Elle acheta un café au Starbucks en face de l’hôtel et prit la route en direction du parking souterrainoù Sophie Torres avait été tuée. Il se trouvait dans une partie de la ville qui n’était pas envahie par les embouteillages, quelque part entre ce qui devait être considéré comme le « centre » et les zones plus résidentielles de la ville.
Arrivée sur place, elle conduisit jusqu’au lieu mentionné dans les dossiers de l’affaire - les places du fond du deuxième niveau. En s’approchant, elle vit une Crown Vic noire garée horizontalement devant la place, bloquant le passage. Un homme était appuyé contre le capot de la voiture, sirotant un café et fixant l’espace vide.
Mackenzie se gara sur la place la plus proche et émergea de son véhicule. L’homme se tourna, lui sourit avant de s’écarter de sa voiture.
- Agent White ? demanda-t-il.
- C’est bien moi, lança Mackenzie.
- Ravi de faire votre connaissance. Ryan Webber, à votre disposition.
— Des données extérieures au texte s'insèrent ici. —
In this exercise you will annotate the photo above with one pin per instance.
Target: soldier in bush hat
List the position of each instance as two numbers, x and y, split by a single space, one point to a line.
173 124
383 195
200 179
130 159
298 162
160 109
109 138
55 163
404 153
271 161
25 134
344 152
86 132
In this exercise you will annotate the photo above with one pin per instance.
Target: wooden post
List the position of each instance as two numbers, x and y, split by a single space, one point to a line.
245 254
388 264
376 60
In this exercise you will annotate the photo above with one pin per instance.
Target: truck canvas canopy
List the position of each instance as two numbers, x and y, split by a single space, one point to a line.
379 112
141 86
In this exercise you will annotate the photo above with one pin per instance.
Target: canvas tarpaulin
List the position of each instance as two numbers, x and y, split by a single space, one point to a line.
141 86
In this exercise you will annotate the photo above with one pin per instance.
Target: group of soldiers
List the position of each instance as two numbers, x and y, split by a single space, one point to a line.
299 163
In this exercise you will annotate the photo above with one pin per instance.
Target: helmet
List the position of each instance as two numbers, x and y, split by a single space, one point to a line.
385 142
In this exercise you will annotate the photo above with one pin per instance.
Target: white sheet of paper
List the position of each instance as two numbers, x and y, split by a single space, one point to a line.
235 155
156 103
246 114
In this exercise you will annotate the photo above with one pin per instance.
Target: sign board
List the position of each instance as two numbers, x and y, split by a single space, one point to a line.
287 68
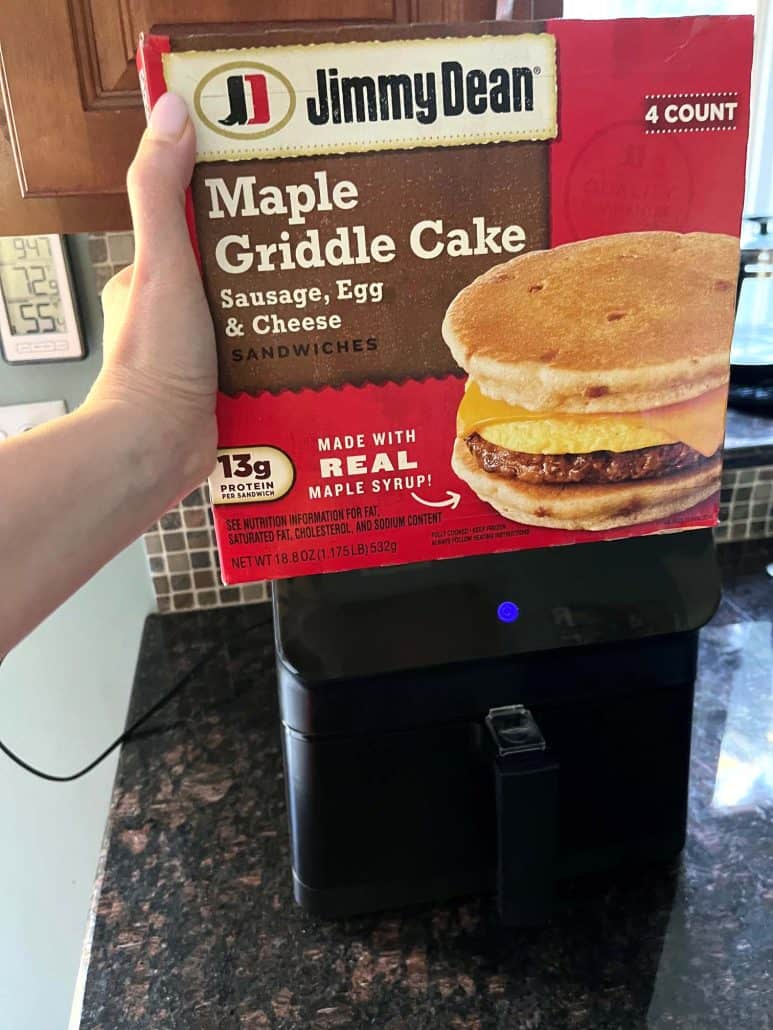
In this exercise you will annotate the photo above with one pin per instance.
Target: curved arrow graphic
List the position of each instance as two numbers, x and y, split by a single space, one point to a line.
450 502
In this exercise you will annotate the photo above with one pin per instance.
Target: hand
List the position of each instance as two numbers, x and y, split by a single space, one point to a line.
77 490
160 361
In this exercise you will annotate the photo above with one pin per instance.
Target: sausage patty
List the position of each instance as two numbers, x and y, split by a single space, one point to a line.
596 467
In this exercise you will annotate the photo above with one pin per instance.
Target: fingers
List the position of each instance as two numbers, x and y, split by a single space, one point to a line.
114 299
157 182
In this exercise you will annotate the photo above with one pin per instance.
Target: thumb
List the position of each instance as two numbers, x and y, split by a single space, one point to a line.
157 181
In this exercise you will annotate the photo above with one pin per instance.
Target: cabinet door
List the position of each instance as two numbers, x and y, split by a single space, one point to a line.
70 88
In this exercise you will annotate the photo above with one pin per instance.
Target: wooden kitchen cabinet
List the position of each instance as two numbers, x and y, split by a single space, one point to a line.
73 113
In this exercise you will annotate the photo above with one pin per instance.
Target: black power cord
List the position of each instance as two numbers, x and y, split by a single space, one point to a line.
129 732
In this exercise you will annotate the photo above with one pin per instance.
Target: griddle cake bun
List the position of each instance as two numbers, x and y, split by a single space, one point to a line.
608 324
602 506
597 378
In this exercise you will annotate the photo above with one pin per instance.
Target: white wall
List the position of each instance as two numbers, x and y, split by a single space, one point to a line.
63 697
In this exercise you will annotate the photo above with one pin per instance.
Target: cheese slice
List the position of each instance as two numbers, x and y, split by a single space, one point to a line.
698 422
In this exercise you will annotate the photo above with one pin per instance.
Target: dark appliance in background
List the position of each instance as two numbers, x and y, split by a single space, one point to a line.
491 724
751 355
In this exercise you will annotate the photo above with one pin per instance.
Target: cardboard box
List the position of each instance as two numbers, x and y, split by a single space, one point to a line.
472 284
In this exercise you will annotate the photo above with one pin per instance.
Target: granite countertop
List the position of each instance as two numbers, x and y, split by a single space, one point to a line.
748 439
196 927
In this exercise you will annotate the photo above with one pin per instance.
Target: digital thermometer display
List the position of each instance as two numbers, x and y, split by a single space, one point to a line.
37 314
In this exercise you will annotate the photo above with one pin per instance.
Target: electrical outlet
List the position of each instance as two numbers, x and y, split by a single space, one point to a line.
17 418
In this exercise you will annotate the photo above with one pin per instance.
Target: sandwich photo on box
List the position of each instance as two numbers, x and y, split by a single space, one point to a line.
598 378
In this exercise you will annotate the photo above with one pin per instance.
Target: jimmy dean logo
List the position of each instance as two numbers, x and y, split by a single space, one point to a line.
244 100
392 98
348 98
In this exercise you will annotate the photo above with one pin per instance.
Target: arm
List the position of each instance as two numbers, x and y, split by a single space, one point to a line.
75 491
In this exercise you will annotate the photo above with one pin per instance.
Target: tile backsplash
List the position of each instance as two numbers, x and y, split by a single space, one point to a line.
180 546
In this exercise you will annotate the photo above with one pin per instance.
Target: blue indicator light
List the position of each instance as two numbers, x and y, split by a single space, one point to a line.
507 611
Tandis qu’ils se serraient la main, Mackenzie se rendit compte que son sourire la mettait mal à l’aise. Ses yeux étaient rivés sur son visage et son sourire était assez large pour lui faire penser à l’incarnation du Joker par Heath Ledger. Webber devait flirter avec la trentaine, soit le même âge qu’elle, à peu près. Il avait une apparence soignée, ses cheveux noirs semblaient assortis au costume typique du FBI qu’il portait. Il avait fière allure et jouait à la perfection son rôle d’agent du FBI car il correspondait complètement à l’attitude et au physique de ceux qu’on voyait à la télévision.
- Désolé, enchaîna Webber. Je suppose que je ferais mieux d’éclaircir les choses tout de suite : je suis un grand admirateur. Je suivais votre carrière avant même que vous n’entriez au Bureau. Le Tueur Épouvantail… tout. J’avais un groupe d’amis à l’académie… vous étiez un peu notre star de rock. Quand on vous a proposé de rejoindre le Bureau… nous avons tous pensé que ça pouvait nous arriver à nous aussi, vous comprenez ?
Mackenzie commença à rougir mais elle s’efforça de n’en rien laisser paraître. Elle oubliait parfois à quel point les affaires qu’elle avait élucidées étaient célèbres. Sans oublier son entrée assez peu orthodoxe au FBI, qui suscitait l’admiration.
- Eh bien, merci. Et oui, j’ai eu de la chance. Mais ça commence à dater. Maintenant, je suis un agent comme les autres. Même charge de travail, mêmes règles, même vie. Mariée, mère.
- Oh ! Vous avez des enfants ?
Il prononça cette phrase comme s’il ne parvenait pas y croire. Mackenzie ignorait pourquoi il avait l’expression d’un gamin qui venait de découvrir la vérité sur le père Noël.
- Juste un pour l’instant. (Elle sentit que la conversation dérivait donc elle regarda ostensiblement par-dessus l’épaule de Webber). C’est là que le meurtre a eu lieu, n’est-ce pas ?
- En effet. Avez-vous eu accès à tous les dossiers de l’enquête ?
- Oui.
Webber ouvrit la portière conducteur de sa voiture et saisit un iPad posé sur le tableau de bord. Il ouvrit la version électronique des documents – les mêmes que Mackenzie avait parcourus la veille – et marcha en direction de la place de parking.